Advertisement
If you have a new account but are having problems posting or verifying your account, please email us on hello@boards.ie for help. Thanks :)
Hello all! Please ensure that you are posting a new thread or question in the appropriate forum. The Feedback forum is overwhelmed with questions that are having to be moved elsewhere. If you need help to verify your account contact hello@boards.ie

Instant Hedging?

Options
  • 26-08-2018 9:07am
    #1
    Registered Users Posts: 130 ✭✭


    Has anyone used instant hedging that comes in 1 metre troughs? Just wondering if it's worth the expense. Looks like a great solution for a new build to give instant privacy.
    Tagged:


Comments

  • Registered Users Posts: 28,435 ✭✭✭✭looksee


    I would be a bit doubtful to be honest, though I am saying that from a standpoint of no actual experience of them.

    The nearest I could find to what you are discussing is Ready Hedge. This appears to be a standard trough with - in the case of Laurel - a 2m hedge in it. The pricing and container size is not easy to establish though. Many of the hedge types listed as ready hedge do not appear to be available in anything other than standard single pots.

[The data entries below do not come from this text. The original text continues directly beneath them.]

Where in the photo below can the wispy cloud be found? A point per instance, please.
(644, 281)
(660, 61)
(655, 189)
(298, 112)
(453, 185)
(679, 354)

    2 m high is a lot of hedge for a container of the size shown, especially several plants per trough. I would imagine the roots would have become 'container shaped' at this stage, so it is not clear how there is any advantage in getting them to establish - ie, spread their roots beyond their current shape.

    The instructions for planting advise you to clear the soil and dig a trench - as you would for pots. It then vaguely says to put the run of hedging into the trench. I cannot imagine how many hands you would need to support a meter of plant roots while tipping a 2m high hedge out of a trough then getting it into the trench. If the ends came off the trough, or it pulled apart from the middle it might work, but they look like regular troughs.

    Then it appears to be in the area of E170 per meter. If they were delivered and planted for you for that, maybe. Otherwise, I think I would go with bare roots, wind break and good preparation.


  • Registered Users Posts: 31,072 ✭✭✭✭Lumen


    I would do it with a slow growing hedge like yew where you might save 10 years of growth.

    For a fast growing hedge it seems a bit pointless as the minimal time saved will be countered by poorer root development and risk of failure.

    I've seen it done on expensive Dublin refurbs where they want to sell a house with a mature looking boundary and don't care what it looks like next year, let alone 10 years time.


  • Registered Users Posts: 3,026 ✭✭✭Call me Al


    We used it (laurel ready-hedge 2 or 3 troughs) for privacy screening after a neighbour's extension went up a few years back.

    We had the trenches pre-dug and two big men lifted the plants out of the troughs. You wouldn't be able to do that on your own due to the length and weight of the trough and plants ..
    The hedges thrived afterwards in spite of the fact that neither of us are in any way green-fingered . We may have just put a bit of fertiliser in the trench before it was planted, and then made sure to water it well until it was established. Eta I do remember watching it like a hawk in case it ran into trouble in light of the amount of money we had spent on it.

    I've never needed to do anything with the hedge ever since other than trim it back.


  • Banned (with Prison Access) Posts: 14 emmetdoc1991


    Hello
    Would be unlikely to be worth it considering laurel is very fast growing... as the previous guy said, would only be worth it for slow growing hedge...

    Used to do some landscaping in that area years and years ago and there was loads of 2-3 foot laurel options that i put in and within a few years they were 6-7 foot... Dublin nurseries can be expensive though... bought all my hedging for planting from nurseries in Donegal.. ( really good value)


  • Registered Users Posts: 33,594 ✭✭✭✭NIMAN


    Hello
    Would be unlikely to be worth it considering laurel is very fast growing... as the previous guy said, would only be worth it for slow growing hedge...

    Used to do some landscaping in that area years and years ago and there was loads of 2-3 foot laurel options that i put in and within a few years they were 6-7 foot... Dublin nurseries can be expensive though... bought all my hedging for planting from nurseries in Donegal.. ( really good value)

    I'm considering a laurel hedge soon (is it a good time of the year to plant potted laurels?), could you recommend a nursery in Donegal.